How do they verify the 8-core rule?

Back in the early WCCC days, they had 3 types of competitors:
*) dedicated hardware
*) commercial software (on Apple II, for instance)
*) academic bigiron (CrayBlitz)

The last was allowed to compete "remotely", but it was sort of a gentleman's agreement, hat-tipping to academia. With the commercial software, the machine it ran on typically had to be right there. Obviously the dedicated units were onsite.

But now, with business interests at stake, I don't see why one should assume that the modern "remotely-played" games are always legit. Especially with 8-core limit. Rajlich even says something like that the slaves don't produce their own output, and he just multiplies the node numbers, via a formula, for them. Who wouldn't be able to dodge the system?
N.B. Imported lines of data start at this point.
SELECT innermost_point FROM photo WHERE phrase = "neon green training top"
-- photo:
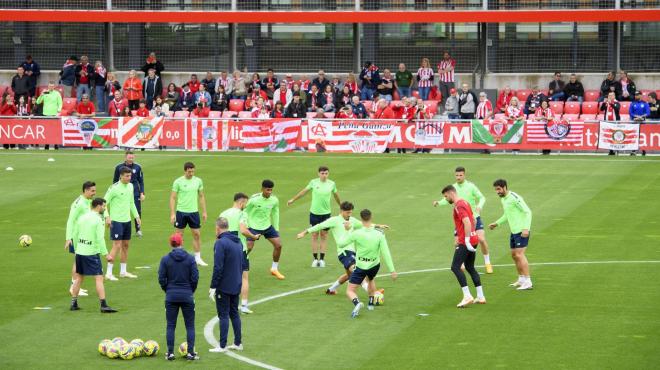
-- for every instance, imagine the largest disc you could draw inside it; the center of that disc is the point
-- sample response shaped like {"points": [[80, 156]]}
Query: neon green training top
{"points": [[121, 202], [370, 244], [321, 196], [187, 193], [339, 232], [263, 212], [516, 213], [79, 207], [468, 191], [89, 235]]}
How many clusters were in the Internet CCT? Only Rybka, I think. Not even Crafty, though presumably in the future. Maybe Sjeng or Diep, but hard to tell. Someone of them were even on notebooks. Cluster Toga was in the last WCCC, and Jonny was a cluster also in Beijing. So maybe 5 or 6 exist by now.

I said the last 14 years, simple arithmetic doesn't include 1995. Apologies for leaving out Zappa a well deserving winner. In summary only 4 programs Shredder, Junior, Zappa, Rybka got the title during this period which says that the WCH title is significant and it looks like Rybka is going to win it again this year.

May 15 2009 minus 14 years includes October 1995 (WMCCC) and May 29 1995 (Fritz over StarSocrates)... smiley... Now that the 2009 edition is over, fourteen years doesn't include 1995 anymore.

In the end, Rybka scored 8/9 to win. But Rybka had White against all three 2nd place finishers, Shredder, Sjeng, and Junior, and in the last-round Junior had to play for a win with Black, with 6.5/8 versus 7/8.

I cannot say how much the core limit helped or hurt. Those with spendy $5000 octocore machines were helped. If you deleted the books and reduced them to a fixed machine one-core, it could be a lot different. If one-core made the attendance go up, an unscaled Rybka would probably no longer be a complete favorite. Also Hippolytus would have a chance.

Congratulations to Rybka. Great games. I liked the way she smashed Shredder.

You mean to the Rybka team ...
Hard to congratulate software , they are very moody and often find compliments sexist or deprecatory.

Have no enough cash to buy a house? Worry no more, because that is achievable to get the mortgage loans to work out such kind of problems. Thence get a small business loan to buy everything you require.

Twitter Updates

    Follow me on Twitter



    About this Entry

    This page contains a single entry by Mig published on May 12, 2009 3:37 AM.

    2009 US Ch Round 4: Leading Group Grows was the previous entry in this blog.

    2009 US Ch Round 5: Akobian and Shulman Lead is the next entry in this blog.

    Find recent content on the main index or look in the archives to find all content.